Por interpretação compreensiva entende o intérprete um modo de abordagem que extraia da própria obra os seus princípios formadores; a coerção explicativa, por outro lado,deduz de conceitos e teorias a priori o sentido do texto interpretado.
Na visão do estudioso, é na dramatização da consciência que reside a maior originalidade e a grande potência do teatro de Shakespeare. Armado de um pensamento crítico rigoroso e consistente, Melo e Souza não apenas rastreia com vigor e penetração o tema da consciência cindida em litígio consigo mesma em cinco das grandes tragédias shakespearianas, como demonstra que ele se configura numa forma dramática
especialmente desenvolvida para esse fim, forma não inventada pelo bardo inglês, mas por ele aprimorada e levada a uma culminância artística: o monodiálogo.
Não se trata da mera duplicação ou desdobramento de personalidades turbulentamente conflituosas, mas do reconhecimento radical da natureza complexa, ambígua, heterogênea, multifacetada e reticente do ser humano. A questão não é revelar como bons ou maus os caracteres humanos, mas espelhar a ampla gama de possibilidades das pulsões volitivas e afetivas que se apropriam de recursos reflexivos sofisticados para subjugar os interditos racionais e viabilizar os desígnios mais reclusos que se alojam nos refolhos da intimidade do homem.
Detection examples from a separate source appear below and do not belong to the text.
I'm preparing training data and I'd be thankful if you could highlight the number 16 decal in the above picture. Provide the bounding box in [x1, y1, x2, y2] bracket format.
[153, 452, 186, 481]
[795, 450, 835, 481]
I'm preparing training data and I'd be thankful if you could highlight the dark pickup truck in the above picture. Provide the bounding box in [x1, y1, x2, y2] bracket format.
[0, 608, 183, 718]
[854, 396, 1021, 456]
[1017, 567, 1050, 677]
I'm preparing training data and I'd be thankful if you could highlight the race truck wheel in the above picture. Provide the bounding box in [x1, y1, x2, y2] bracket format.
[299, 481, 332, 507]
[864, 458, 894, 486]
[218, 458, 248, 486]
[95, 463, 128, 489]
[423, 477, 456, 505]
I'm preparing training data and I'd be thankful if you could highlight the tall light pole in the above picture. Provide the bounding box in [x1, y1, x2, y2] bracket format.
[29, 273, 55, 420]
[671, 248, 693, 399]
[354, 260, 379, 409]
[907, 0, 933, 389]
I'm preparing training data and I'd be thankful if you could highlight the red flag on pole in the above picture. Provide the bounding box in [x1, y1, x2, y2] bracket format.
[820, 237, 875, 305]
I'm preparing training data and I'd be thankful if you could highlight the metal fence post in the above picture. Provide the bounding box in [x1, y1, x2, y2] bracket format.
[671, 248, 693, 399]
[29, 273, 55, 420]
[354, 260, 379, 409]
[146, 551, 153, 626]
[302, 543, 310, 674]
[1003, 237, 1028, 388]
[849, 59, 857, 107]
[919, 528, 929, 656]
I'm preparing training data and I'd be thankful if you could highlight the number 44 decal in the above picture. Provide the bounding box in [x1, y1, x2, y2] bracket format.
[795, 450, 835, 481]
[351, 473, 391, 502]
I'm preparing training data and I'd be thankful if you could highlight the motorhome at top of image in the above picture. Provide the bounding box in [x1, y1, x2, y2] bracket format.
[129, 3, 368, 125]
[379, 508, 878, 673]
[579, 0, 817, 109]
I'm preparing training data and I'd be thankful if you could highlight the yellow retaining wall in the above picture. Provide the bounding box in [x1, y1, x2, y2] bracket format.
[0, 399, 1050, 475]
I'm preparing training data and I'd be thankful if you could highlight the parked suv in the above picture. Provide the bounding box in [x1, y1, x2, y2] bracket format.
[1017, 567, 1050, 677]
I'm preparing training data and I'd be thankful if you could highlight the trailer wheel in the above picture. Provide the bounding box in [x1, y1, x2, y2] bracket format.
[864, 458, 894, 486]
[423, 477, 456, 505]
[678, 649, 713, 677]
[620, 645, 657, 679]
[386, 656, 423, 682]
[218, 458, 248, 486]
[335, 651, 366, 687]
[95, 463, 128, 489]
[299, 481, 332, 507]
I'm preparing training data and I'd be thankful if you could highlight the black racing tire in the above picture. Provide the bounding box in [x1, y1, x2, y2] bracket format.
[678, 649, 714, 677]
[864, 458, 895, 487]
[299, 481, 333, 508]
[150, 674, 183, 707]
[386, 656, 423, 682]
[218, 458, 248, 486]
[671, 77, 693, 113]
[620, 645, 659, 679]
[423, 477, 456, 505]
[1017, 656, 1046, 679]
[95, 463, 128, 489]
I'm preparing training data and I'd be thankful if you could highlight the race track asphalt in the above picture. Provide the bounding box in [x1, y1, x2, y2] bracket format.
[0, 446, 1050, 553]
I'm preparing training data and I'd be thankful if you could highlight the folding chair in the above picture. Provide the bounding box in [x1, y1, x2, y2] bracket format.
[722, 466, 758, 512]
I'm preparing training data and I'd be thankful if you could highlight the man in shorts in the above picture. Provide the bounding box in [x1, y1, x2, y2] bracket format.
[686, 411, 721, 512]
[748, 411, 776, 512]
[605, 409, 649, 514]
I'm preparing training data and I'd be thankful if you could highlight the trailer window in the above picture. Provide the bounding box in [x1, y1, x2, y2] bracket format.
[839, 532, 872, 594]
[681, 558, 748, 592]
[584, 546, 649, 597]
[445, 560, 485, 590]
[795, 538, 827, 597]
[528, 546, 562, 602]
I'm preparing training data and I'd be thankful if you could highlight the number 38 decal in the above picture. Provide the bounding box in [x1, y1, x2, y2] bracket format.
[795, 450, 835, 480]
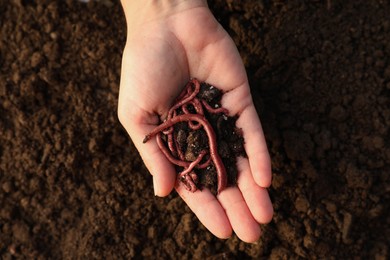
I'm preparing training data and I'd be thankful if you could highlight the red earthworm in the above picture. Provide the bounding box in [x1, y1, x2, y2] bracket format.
[143, 114, 227, 193]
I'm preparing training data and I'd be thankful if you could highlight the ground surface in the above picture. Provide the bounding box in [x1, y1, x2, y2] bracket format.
[0, 0, 390, 259]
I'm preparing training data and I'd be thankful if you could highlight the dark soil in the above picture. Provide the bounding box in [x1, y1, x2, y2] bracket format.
[144, 79, 246, 195]
[0, 0, 390, 259]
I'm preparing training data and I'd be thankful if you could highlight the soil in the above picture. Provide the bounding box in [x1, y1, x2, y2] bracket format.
[0, 0, 390, 259]
[144, 79, 246, 195]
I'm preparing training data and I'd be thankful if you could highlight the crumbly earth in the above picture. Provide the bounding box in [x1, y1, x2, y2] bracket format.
[0, 0, 390, 259]
[155, 82, 246, 194]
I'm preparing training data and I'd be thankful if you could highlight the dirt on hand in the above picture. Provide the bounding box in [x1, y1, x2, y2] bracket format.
[0, 0, 390, 259]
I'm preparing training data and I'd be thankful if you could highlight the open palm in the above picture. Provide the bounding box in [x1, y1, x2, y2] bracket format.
[118, 1, 273, 242]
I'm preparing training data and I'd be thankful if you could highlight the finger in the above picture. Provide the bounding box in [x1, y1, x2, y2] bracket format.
[237, 158, 273, 224]
[222, 84, 271, 187]
[217, 187, 261, 243]
[237, 104, 272, 188]
[176, 183, 232, 239]
[119, 102, 176, 197]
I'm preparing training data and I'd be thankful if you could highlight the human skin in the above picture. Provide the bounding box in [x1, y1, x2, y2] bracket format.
[118, 0, 273, 242]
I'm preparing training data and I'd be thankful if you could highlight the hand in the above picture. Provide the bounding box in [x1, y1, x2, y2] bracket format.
[118, 0, 273, 242]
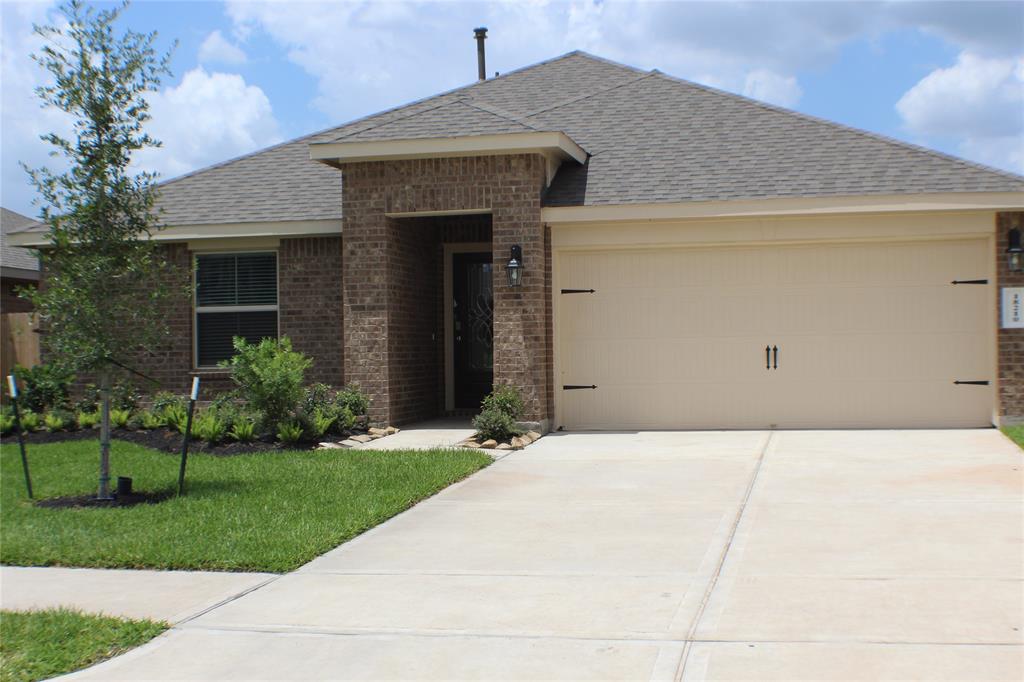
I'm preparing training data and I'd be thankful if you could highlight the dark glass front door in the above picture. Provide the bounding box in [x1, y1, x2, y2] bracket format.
[452, 253, 495, 410]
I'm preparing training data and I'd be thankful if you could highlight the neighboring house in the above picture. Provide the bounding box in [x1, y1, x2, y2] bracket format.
[0, 208, 45, 312]
[9, 52, 1024, 429]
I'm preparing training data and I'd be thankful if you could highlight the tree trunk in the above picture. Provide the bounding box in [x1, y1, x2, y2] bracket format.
[96, 368, 112, 500]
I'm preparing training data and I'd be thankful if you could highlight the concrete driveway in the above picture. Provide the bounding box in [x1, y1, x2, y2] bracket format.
[68, 430, 1024, 681]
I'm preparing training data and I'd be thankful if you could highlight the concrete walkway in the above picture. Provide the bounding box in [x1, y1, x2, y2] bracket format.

Se existiu um exímio leitor das controversas emoções humanas, esse foi Shakespeare. E se, no Brasil, houve um intérprete devotado à “causa emocional” na literatura, esse foi o Professor Ronaldes de Melo e Souza, que, desde o seminal Fenomenologia das emoções na tragédia grega (7Letras, 2017), afirma o primado das emoções sobre a pretensiosa clarividência da razão no comando do agir humano.
No capítulo dedicado a Ricardo III, investiga a vontade ávida de poder que arrebata o sinistro monarca. No estudo sobre Hamlet, demonstra que o monodiálogo assume, com o príncipe dinamarquês, “o dinamismo portentoso de uma genuína psicomaquia”. Em “A farsa de Iago e a tragédia de Otelo”, devota-se a comprovar o vínculo inextricável do cômico e do trágico que remonta ao mito e ao culto de Dioniso. Lear é considerada pelo intérprete a “mais sublime das tragédias shakespearianas”, porque encena a experiência do sofrimento do rei despojado de realeza como forma suprema da ironia dramática e da catarse trágica. Finalmente,
com a admirável interpretação de Macbeth, fecha o livro de forma orgânica, retomando a problemática da desenfreada vontade de potência. Ao contrário de Lear, o assassino de Duncan nada aprende com o sofrimento. Convulsionado pela fúria da ambição, torna-se cada vez mais obcecado em seu trajeto de iniquidades, mas, como atiladamente elucida o estudioso, não é o fazer que determina a sua ruína, mas o seu
próprio ser possuído pela volúpia do poder.